This rule with a perfect record says the market hasn’t bottomed out yet, says Bank of America’s star analyst

This rule with a perfect record says the market hasn’t bottomed out yet, says Bank of America’s star analyst

Rules are there to be broken. This may be a standard mantra for anarchists. But for traders, such thinking can prove dangerously repellent.

Investors should therefore consider the latest note from Bank of America’s Savita Subramanian, in which the star analyst describes that “a rule with a perfect track record says the market hasn’t bottomed yet.”

Subramanian, head of U.S. equity and quantitative strategy, says that after this recent rebound that sent the S&P 500 SPX up -0.72%, up 16.6% from its mid-June low, only 30% of the conditions required for a market floor are met . As a rule, at least 80% of the states must be registered before the all-clear can be given.

One of these guideposts is particularly important – the rule of 20. That is, if the sum of annual consumer price inflation and the market’s trailing price-to-earnings ratio is less than 20 when the market bottoms.

Currently, the market’s P/E ratio is 20 and the CPI is 8.5%, Surbramanian notes. That’s 28.5.

“Barring inflation falling to 0% or the S&P 500 falling to 2500, it would take a 50% earnings surprise to meet the Rule of 20, while the consensus is already pushing an aggressive and, in our view, unattainable growth rate of 8% forecast in 2023,” she says.

This rule with a perfect record says the market hasnt

Source: Bank of America

Meanwhile, BofA also thinks its shares aren’t cheap enough because the market is underestimating the odds of a contracting economy.

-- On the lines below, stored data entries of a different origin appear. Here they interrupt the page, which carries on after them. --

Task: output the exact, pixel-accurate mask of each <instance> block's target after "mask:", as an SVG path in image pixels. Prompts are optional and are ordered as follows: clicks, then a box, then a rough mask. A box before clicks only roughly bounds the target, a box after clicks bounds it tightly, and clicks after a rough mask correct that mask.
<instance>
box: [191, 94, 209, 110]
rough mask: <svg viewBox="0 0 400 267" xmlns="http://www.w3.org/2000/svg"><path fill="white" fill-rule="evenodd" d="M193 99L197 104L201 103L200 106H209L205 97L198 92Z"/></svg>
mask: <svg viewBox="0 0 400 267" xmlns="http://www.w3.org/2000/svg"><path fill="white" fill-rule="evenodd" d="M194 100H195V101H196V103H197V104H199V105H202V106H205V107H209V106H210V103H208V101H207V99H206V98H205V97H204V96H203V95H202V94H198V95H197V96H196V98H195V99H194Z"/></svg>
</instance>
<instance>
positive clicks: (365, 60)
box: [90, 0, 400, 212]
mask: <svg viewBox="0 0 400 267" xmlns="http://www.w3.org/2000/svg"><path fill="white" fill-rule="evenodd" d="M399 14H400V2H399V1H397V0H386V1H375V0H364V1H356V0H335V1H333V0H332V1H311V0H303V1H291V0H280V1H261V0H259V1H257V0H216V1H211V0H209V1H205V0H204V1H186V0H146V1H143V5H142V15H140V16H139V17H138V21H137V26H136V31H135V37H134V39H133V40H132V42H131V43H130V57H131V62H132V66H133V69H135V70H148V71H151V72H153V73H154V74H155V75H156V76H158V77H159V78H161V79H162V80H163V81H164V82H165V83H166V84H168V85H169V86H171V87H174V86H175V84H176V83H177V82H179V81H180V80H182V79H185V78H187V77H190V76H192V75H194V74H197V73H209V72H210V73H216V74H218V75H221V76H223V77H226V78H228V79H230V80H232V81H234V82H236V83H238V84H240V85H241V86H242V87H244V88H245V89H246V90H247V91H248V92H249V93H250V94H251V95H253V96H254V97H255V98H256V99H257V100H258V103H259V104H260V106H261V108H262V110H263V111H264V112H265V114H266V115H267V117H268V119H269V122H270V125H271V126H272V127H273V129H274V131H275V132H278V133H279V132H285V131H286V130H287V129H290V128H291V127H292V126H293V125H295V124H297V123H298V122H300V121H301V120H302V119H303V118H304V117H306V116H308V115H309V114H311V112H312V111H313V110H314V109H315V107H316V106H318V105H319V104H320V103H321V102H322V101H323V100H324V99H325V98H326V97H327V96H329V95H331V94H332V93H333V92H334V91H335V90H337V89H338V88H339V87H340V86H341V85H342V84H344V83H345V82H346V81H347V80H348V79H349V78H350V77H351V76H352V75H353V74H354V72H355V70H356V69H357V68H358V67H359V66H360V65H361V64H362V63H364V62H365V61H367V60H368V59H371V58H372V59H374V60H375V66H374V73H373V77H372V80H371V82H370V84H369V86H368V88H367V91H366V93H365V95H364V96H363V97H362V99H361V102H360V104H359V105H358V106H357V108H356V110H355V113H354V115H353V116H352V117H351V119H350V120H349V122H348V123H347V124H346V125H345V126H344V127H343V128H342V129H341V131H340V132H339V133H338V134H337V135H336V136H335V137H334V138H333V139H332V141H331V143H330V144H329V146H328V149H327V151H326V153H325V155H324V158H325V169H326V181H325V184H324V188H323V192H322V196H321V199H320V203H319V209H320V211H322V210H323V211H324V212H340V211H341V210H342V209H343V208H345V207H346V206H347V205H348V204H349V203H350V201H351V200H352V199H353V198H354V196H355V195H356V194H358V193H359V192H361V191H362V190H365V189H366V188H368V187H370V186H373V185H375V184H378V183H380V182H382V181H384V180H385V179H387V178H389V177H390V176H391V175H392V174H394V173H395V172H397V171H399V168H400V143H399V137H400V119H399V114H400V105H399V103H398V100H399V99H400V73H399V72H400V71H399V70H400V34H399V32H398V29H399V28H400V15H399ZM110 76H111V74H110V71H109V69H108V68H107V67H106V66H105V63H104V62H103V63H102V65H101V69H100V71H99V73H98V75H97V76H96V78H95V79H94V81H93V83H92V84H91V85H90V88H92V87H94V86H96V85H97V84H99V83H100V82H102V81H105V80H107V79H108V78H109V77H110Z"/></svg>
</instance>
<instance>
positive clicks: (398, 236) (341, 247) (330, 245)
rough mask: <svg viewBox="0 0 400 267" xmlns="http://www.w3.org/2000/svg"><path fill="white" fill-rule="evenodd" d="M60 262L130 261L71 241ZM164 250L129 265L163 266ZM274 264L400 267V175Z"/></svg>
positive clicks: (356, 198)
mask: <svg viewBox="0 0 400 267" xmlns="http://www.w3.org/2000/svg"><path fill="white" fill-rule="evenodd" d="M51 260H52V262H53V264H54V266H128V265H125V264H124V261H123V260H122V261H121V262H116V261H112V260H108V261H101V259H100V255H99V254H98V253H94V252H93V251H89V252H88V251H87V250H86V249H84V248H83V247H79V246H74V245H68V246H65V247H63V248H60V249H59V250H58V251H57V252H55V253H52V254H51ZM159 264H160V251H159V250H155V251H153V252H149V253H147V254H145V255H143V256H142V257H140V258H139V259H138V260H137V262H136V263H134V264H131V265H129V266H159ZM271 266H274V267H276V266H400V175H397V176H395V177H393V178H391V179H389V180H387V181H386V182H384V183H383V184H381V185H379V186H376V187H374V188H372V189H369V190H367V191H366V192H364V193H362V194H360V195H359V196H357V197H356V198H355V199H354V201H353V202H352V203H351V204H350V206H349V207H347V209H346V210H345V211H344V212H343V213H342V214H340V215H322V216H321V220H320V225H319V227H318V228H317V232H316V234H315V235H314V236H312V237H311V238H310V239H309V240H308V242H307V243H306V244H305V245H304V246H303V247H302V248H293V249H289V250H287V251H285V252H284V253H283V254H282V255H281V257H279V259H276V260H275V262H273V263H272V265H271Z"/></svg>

“A 20% chance of recession is now priced in versus 36% in June. In March, stocks were pricing in a 75% chance of a recession. Even at enterprise value to sales, where revenue should rise on tailwinds of 9% CPI, the market multiple is excessively high (+40%) compared to the past – possibly because real non-energy revenue growth is essentially flat.”

Other signposts that need to be triggered to confirm a bottom but are not currently are: the Fed’s rate cuts; a decline of 50 basis points or more in 2-year Treasury yield TMUBMUSD02Y, 3.253%; a rising unemployment rate from a 12-month low; a sell-side buy signal.

Signals bulls are currently giving the green light include: improving PMIs; and more bears than bulls.

Given all of this, Subramanian favors the energy and industrials sectors and suggests selling consumer-facing stocks.

“The industry could be lifted by already strong capital spending (they grew +19% yoy in the second quarter) and by companies forecasting their capital spending to be even higher during the second quarter earnings season. In a tight labor market that justifies automation and deglobalization, capital spending may be more of a necessity and should hold up better than in previous recessions,” she writes.

The S&P 500 is down 10% this year. The Dow Jones Industrial Average DJIA, -0.50%, is down 6%, while the Nasdaq Composite COMP, -1.25%, is down 17%.